Morning Thanks

Garrison Keillor once said we'd all be better off if we all started the day by giving thanks for just one thing. I'll try.

Sunday, January 27, 2013

Sunday Morning Meds--Hidden Faults



“clear thou me from hidden faults” Psalm 19

Whenever I mow a certain patch of grass in my backyard, thirty feet west of our back door, an incident comes back to me that some force in my soul will not allow to die.  It’s not just an incident really; what I feel when mowing the grass right there is something of shock, anger, envy, and pain.  And the incident happened 20 years ago.

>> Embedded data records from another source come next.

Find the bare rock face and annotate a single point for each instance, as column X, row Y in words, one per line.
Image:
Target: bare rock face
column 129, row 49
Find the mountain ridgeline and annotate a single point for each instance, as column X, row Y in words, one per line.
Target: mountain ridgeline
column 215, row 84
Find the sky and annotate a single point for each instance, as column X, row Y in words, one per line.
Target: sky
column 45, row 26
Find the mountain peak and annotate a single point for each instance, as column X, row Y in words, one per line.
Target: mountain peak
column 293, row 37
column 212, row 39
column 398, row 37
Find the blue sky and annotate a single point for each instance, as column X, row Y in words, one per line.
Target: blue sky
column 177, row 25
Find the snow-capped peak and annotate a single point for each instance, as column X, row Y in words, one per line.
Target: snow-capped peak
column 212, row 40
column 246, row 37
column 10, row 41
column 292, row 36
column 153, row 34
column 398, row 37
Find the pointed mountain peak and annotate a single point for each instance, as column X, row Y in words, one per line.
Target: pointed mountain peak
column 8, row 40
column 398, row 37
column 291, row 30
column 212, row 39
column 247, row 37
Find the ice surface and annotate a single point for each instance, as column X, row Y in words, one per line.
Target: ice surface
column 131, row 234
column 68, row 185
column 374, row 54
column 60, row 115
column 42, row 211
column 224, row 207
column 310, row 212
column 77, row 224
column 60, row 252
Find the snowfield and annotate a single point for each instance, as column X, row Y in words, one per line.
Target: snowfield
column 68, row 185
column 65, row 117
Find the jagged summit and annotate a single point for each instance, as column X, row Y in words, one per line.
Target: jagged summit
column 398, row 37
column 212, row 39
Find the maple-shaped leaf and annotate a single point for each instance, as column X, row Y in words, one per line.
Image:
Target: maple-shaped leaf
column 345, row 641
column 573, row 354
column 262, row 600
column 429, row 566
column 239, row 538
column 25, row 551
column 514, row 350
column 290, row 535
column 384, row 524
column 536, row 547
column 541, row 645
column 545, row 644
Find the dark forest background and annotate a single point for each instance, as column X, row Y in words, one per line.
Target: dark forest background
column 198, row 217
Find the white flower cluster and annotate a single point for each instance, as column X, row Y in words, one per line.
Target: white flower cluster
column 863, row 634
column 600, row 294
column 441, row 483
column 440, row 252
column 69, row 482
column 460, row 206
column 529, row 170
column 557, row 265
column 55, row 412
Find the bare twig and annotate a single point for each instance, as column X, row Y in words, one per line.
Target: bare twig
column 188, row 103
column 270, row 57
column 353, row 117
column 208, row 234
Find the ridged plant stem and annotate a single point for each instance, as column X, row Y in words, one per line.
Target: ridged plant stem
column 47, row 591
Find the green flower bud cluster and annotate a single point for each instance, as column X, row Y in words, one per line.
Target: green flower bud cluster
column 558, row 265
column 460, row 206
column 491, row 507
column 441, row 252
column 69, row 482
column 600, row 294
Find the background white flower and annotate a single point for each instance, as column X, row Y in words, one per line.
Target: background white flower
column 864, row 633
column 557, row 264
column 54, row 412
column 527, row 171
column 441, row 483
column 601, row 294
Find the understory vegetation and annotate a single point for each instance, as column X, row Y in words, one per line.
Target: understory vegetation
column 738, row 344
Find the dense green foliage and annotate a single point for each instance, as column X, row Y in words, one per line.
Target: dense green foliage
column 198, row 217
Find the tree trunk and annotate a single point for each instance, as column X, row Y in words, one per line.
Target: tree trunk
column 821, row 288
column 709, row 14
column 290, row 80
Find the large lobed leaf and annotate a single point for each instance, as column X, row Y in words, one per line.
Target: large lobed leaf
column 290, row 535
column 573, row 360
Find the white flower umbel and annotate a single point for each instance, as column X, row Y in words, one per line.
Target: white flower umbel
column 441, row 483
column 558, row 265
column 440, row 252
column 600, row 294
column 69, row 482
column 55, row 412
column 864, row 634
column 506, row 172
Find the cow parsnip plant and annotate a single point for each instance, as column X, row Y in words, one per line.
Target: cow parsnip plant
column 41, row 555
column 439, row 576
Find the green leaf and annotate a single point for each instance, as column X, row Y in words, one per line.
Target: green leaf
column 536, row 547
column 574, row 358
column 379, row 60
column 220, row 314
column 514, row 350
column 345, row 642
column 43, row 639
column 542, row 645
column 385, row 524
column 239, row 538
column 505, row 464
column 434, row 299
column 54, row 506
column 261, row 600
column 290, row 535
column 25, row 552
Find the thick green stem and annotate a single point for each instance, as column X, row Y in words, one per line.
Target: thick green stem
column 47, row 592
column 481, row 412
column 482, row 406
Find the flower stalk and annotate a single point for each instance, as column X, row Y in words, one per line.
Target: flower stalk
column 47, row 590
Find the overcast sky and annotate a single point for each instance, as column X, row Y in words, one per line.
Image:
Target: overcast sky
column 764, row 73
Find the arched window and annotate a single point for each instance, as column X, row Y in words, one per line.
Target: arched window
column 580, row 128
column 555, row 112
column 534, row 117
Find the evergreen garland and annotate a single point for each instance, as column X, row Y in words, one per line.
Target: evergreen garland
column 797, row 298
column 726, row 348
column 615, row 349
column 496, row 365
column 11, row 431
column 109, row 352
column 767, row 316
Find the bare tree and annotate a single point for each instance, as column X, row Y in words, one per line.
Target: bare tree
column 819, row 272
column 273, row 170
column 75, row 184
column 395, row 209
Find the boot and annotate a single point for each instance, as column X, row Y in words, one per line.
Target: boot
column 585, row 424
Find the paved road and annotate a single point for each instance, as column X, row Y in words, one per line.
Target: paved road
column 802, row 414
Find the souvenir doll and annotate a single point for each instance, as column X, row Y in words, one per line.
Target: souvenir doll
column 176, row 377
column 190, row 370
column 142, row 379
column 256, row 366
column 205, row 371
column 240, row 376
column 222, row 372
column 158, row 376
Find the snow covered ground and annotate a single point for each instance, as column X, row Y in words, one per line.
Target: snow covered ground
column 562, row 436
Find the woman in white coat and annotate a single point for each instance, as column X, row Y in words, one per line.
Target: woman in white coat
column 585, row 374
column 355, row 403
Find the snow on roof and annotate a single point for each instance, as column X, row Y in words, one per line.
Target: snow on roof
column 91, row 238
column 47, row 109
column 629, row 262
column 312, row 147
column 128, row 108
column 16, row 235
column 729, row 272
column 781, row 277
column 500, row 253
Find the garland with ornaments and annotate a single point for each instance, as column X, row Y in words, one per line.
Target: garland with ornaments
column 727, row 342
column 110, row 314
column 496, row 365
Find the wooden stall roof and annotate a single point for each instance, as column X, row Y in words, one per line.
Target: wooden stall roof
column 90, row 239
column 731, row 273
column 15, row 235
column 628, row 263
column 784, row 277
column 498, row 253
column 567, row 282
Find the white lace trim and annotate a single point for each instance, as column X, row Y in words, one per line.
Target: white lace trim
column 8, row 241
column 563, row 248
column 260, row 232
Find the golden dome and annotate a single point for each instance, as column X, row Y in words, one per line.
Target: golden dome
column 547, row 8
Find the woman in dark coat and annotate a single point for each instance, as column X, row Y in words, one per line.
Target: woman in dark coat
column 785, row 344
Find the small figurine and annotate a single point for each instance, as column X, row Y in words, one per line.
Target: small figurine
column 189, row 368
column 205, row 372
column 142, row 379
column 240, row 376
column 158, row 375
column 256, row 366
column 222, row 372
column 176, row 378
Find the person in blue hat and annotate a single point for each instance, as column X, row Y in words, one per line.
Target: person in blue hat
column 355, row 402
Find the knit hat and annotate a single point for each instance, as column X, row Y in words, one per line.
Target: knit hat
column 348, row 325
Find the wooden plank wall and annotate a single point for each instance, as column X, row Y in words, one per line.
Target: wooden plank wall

When my daughter was in middle school, she was quite unceremoniously booted from the clique in which she’d been running.  She cried for a day at least, nearly refused to go back to school, and wouldn’t eat.  Her father didn’t understand what was going on.  Her mother did because she’d once been a middle school girl herself. 
           
Why that incident is conjured from my mowing a certain section of my backyard is a complete mystery, but what I feel at that moment—every summer weekend—is not.  Even though the mower is roaring, a certain junior high girl leaps into my consciousness and flashes her fangs, while her parents, friends of ours, smile innocently.  That’s what I see. Once I’m out of the bushes out back, I’m okay.
           
I don’t like to admit this, but my daughter’s father hated, deeply, the innocence on the face of our friends at that time because he couldn’t, just then, smile himself.  My daughter, our oldest child, was suffering, and her father, himself a child as a parent, was only beginning to understand that about some things his kids would encounter, he couldn’t do a blasted thing.  I hated both the kid and her parents, and the memory of that intense hate, I think, is what just won’t die.
           
My daughter went on to high school, college, marriage, a career, and became herself the mother of three beautiful kids.  Her nemesis is married with kids, too.  I don’t hate her any more than I do our friends, themselves proud grandparents.  But every time I mow a certain patch of grass in my backyard—I swear it!—I get dragged back to a particularly painful moment in my life as a father.  In a few quick steps across a spot of lawn, it’s the powerless that returns somehow, the seething.
           
Not long ago I was visiting a classroom somewhere where students were required to read some short stories I’d written.  In preparation, I looked those stories over, not having read them for some time.  When I did, what returned, as fully weekly mowing pain, was my state of mind when I wrote that particular book.  No one else on the face of the earth would recognize what I felt, but reading those stories were like turning back the pages in an emotional journal that I don’t actually keep but is somehow, mysteriously, kept for me, it seems, by something in my mind or my heart or my soul—I don’t know which.
           
Maybe I’m going too far here.  Maybe what David intends in this petition is simply asking that the Lord clean out those sins he’s not aware of, those sins of omission that escape his own self-assessment.  We all have those too, at least I do.

But when I become captive of my own consciousness, I can’t help but be amazed at the sheer power of the human mind and spirit, and of our immense depth of our memories. I can’t help but think that there’s more going on, Horatio, even in the world of our minds and hearts than we are aware of.
           
Maybe it’s a scary thought.  Maybe it isn’t.  Whatever’s there, David begs, clean it up.  Whatever I’m forgetting or missing or not acknowledging, please make it shine, Lord.  Forgive me.  That’s what’s he’s saying.              

1 comment:

Anonymous said...

Now you are starting to sing a Native American song, good.